As I write, the CSD now contains 801,590 entries and you can see from our recent announcement, that the 800,000th entry to be added is a di-copper paddle wheel structure containing a uracil derivative published by colleagues in Spain. 

The addition of this milestone structure inspired me to look at how the database is evolving and how representative the 800,000th structure is of its current content.


The 800,000th entry in the CSD, refcode TUWMOP  published in DOI: 10.1021/acs.cgd.5b01110


Let’s start by looking at how the balance of organic and metal organic structures has changed over the years. If we delve into the depths of the CSD we can see that the first organic structure with 3D coordinates was determined back in 1935 ( PHTHCY01, METALD) followed just one year later by the first metal organic structure with 3D coordinates (NIPHTC). In the early days the CSD was clearly dominated by organic structures but today things look a little different with metal organic structures now accounting for 57% of the entries.


Graph of balance of metal organic to organic entries in the CSD


The first copper structure was reported back in 1933 (refcode ZZZPMY) and the first Cu structure with 3D coordinates was in 1952 with refcode CUAPRO.


Refcode CUAPRO: The first Cu structure in the CSD determined with 3D coordinates
 

Copper is popular in the world of X-ray structures, with over 7% of CSD entries containing Cu atom(s) and this rises to over 12% if we restrict ourselves to just looking at metal organic structures. And copper isn’t just popular with crystallographers determining structures it is also a regular search term for scientists searching for experimentally determined 3D structures.
 

A wordle of the most common compound names searched for through WebCSD


If we next look for carboxylate paddle wheel structures and restrict our search to carboxylates with four paddles we find 4,553 examples, with the publication in Crystal Growth and Design accounting for six of these structures. The first of these paddle wheels was determined way back in 1953 (refcode CUAQAC) and today paddle wheels make up just 1% of all metal organic structures. Once again copper is clearly the metal of choice, being involved in a third of published paddle wheels.
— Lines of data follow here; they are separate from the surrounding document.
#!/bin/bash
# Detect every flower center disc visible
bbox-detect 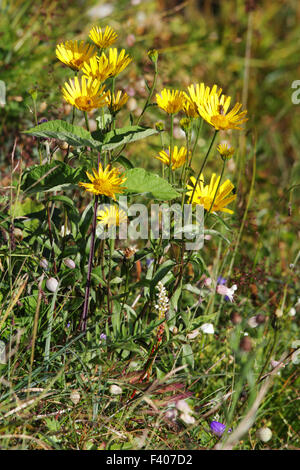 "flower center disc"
[75,96,94,111]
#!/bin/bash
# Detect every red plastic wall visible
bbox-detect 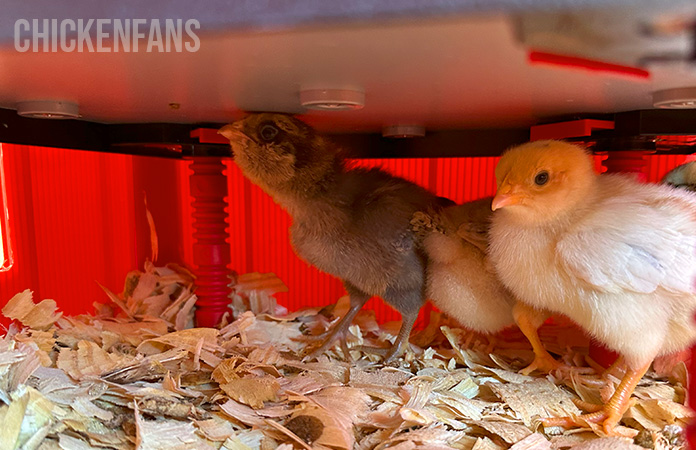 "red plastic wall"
[0,144,694,328]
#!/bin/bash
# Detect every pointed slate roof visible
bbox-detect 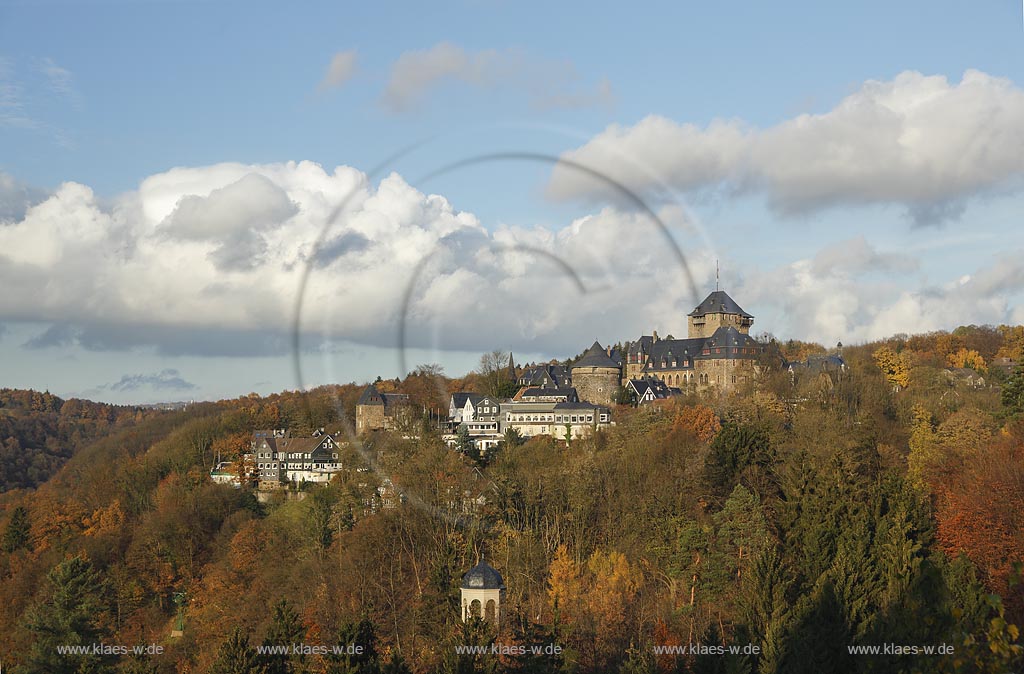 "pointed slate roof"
[572,340,618,370]
[462,559,505,590]
[689,290,754,319]
[355,384,384,405]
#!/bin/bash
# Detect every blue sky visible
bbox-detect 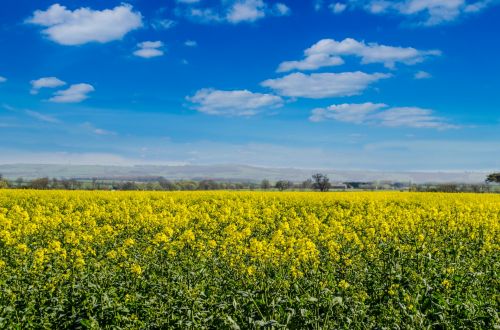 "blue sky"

A pie chart showing the most common metals found in paddle wheel structures in the CSD
 

The CSD also enables us to examine properties of the crystal structures themselves. For example there are over 159,000 structures with an associated melting point data. In the publication describing the 800,000th entry the authors investigated the magnetic properties of eight compounds. The CSD has well over 7,000 structures described in associated publications as having magnetic properties and we can even delve further to see how many are antiferromagnetic.

Techniques in crystallography have also changed over the years. For example one of the structures published alongside the 800,000th entry has SQUEEZED solvent molecules. This structure, refcode TUWMIJ  demonstrates just how commonplace it is these days to use the SQUEEZE or MASK techniques for predominately highly disordered solvent molecules.  Over 7% of all CSD entries published have used SQUEEZE or MASK to account for disordered electron density in the structure.


A graph showing the rise of the use of SQUEEZE/MASK in the CSD


So let’s raise a glass to Hassanein et al for such an interesting structure no. 800,000 and say “thank you” to everyone who is contributing to the ongoing exponential growth of the CSD, including rapidly increasing numbers of Private Communications.  Now that every CSD entry gets a data Digital Object Identifier and is listed in resources such as the Thompson Reuters Data Citation Index we can make these otherwise unpublished structures, alongside those from journals like Crystal Growth and Design, available to the world.